Samuel Munderere, CEO & Co-founder, Solid minds Counselling Clinic.
Good morning, distinguished guests, colleagues, and dear friends,
It truly means a lot to see all of you here this morning to participate in discussions around Compassionate Workplaces: Normalizing Mental Health, Building Resilient Organizations.
Twenty years ago, I found myself in a workplace that was emotionally challenging. I worked with genocide survivors and was expected to be strong. I smiled when we were expected to, delivered results, On the surface, everything looked fine. But underneath that surface There was exhaustion going home to cry, and not sleeping at all. I remember waking up some mornings feeling completely broken but still showing up, because that’s what I thought strength looked like. Like many of us raised in cultures that celebrate resilience and silence, I believed that vulnerability was weakness. That pain should be left at home never brought to work.
But here’s the truth I learned the hard way: I didn’t leave my pain at the door. I carried it to the office and in my field work. Things reached a breaking point when I faced a personal mental health crisis. I was emotionally drained, physically unwell, and most painfully ashamed that I couldn’t simply “push through.” I knew then that something had to change.
It wasn’t only the the people we were supporting who were suffering. We the workers were burning out too. We were surrounded by trauma but had nowhere to process it. We gave compassion to others, but had no system that gave compassion back to us.
That realization changed everything for me when I started seeing counsellors..
Then my wife and I started dreaming of a different kind of space a space where mental health wasn’t a hidden conversation, but the foundation of how we live and work. A space where healing was for everyone not just for those visibly in crisis. That dream became Solid Minds.
Today, we are proud of what we are doing together with all my colleagues past and present. Because the truth is, resilient organizations are not built on systems or outputs. They are built on people. People who are human. People who have limits. People who are carrying grief, or caring for a sick child or spouse, or struggling with burnout. And these people thrive when they feel seen, supported, and safe.
- At King Faisal Hospital, a recent study indicated that over 50% of staff experienced burnout, with even higher rates among doctors and nurses in intensive care and emergency departments.
- In Kenya, a recent survey revealed that over 35% of employees have taken unreported leave due to stress, anxiety, or burnout; often labeled simply as “sick days” to avoid stigma.

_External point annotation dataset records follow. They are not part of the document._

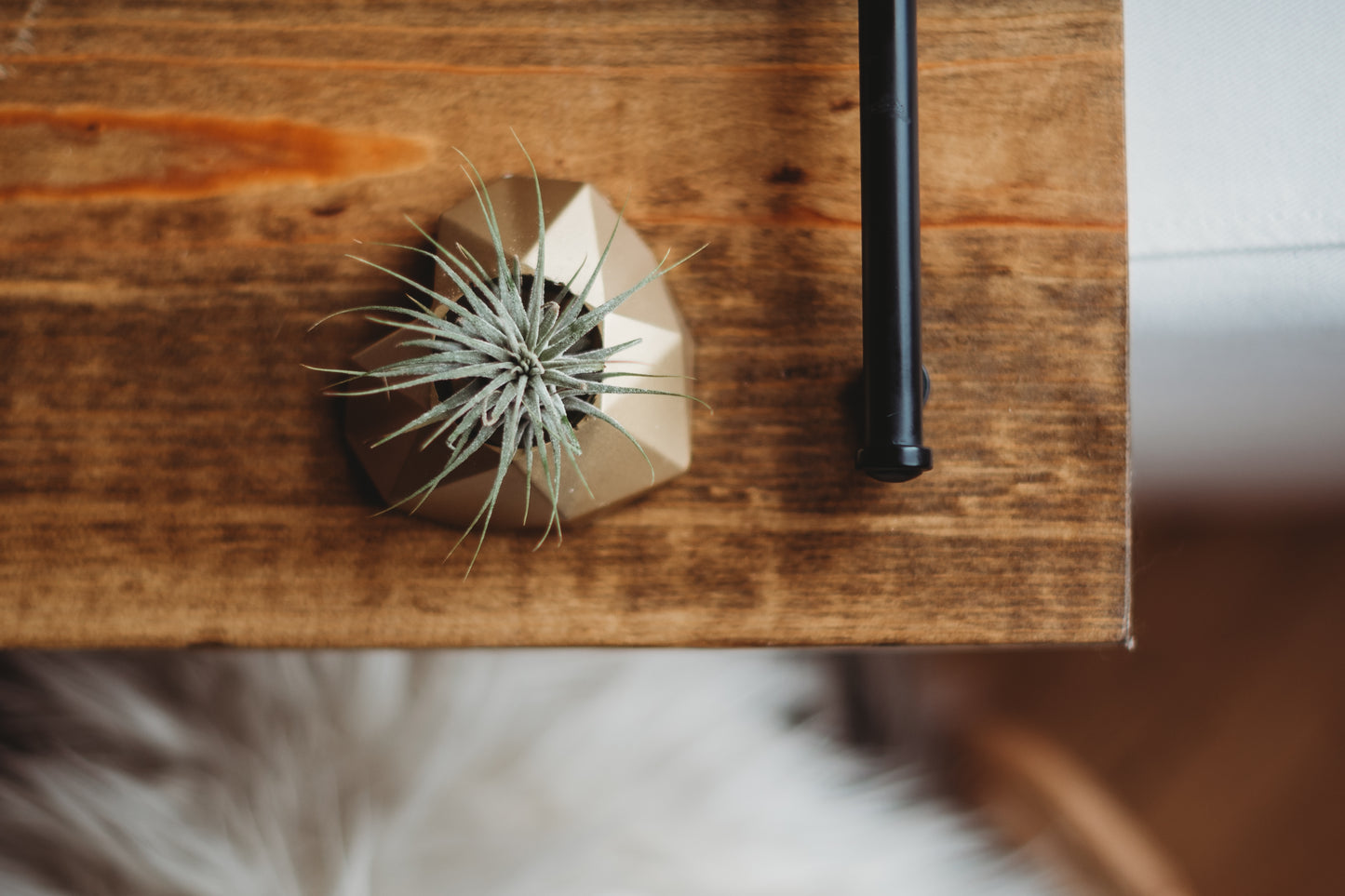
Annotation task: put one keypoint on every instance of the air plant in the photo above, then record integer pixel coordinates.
(513, 361)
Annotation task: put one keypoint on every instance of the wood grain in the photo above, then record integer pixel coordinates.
(179, 184)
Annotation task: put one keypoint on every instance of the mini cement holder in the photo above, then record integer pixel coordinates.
(579, 222)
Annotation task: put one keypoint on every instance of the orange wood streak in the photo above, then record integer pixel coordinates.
(632, 70)
(181, 155)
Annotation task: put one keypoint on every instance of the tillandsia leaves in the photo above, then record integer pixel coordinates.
(511, 356)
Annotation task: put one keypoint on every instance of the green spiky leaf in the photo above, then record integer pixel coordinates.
(519, 362)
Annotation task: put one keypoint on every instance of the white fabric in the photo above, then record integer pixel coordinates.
(453, 774)
(1235, 117)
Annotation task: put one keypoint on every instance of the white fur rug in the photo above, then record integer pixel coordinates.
(475, 774)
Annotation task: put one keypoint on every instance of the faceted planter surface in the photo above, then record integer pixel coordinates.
(579, 222)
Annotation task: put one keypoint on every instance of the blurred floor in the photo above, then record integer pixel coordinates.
(1221, 733)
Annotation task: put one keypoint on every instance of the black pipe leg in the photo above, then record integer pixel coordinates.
(894, 383)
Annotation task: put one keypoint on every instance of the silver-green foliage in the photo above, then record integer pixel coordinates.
(517, 362)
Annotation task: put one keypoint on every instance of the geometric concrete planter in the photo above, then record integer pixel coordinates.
(579, 222)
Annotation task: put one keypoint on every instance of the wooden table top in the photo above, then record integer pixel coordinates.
(179, 183)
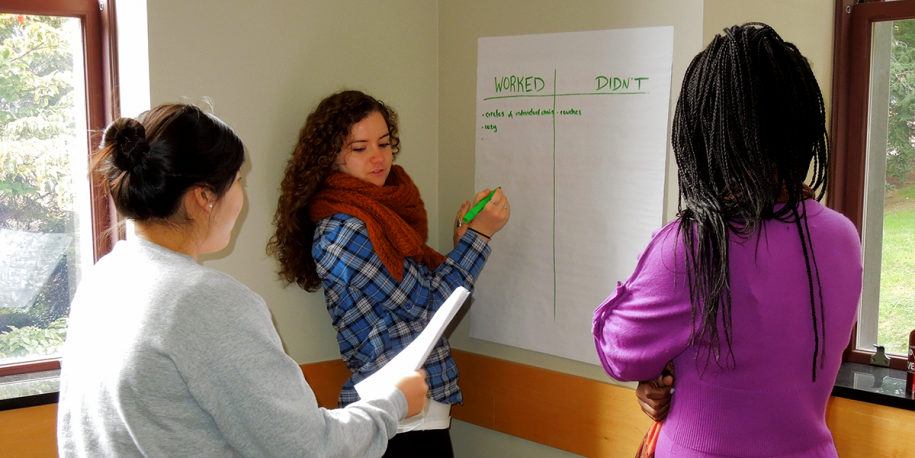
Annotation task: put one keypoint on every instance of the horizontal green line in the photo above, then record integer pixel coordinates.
(563, 95)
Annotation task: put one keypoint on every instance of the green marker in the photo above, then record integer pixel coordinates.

- And in Uganda, only 6% of employers offer any structured mental health support to their staff despite rising rates of depression among young professionals and frontline workers.
A compassionate workplace is not about being soft. It’s about being strong enough to face the truth of what people carry. It’s about being bold enough to say: Mental health is health.
We talk often about performance, innovation, and scale. But what if I told you the most radical thing your organization could invest in is… kindness?
Kindness in leadership. In policies. In how we respond to failure or fatigue. In how we make room for rest and recoverynot just more output.
This is the cultural shift we’re here to talk about today: From pretending and coping, to caring and thriving.
At Solid Minds, we’ve walked this journey with organizations who chose to lead with compassion. I’ve witnessed boardrooms become spaces of openness. I’ve seen managers check in not just on project status but on emotional well-being. I’ve seen entire teams change when just one leader dared to say: “I’m not okay and that’s okay.”
And you know what?
The outcome isn’t just better mental health. It’s stronger teams. More trust. Better collaboration and More sustainable success.
So today, I want to leave you with a few questions. Not as a challenge, but as an invitation:
- What kind of culture are you building?
- Is your team safe to be human at work or just expected to perform?
The organizations that will truly thrive in the future are the ones brave enough to care today.
Thank you for being here. Thank you for being willing to lead from the heart.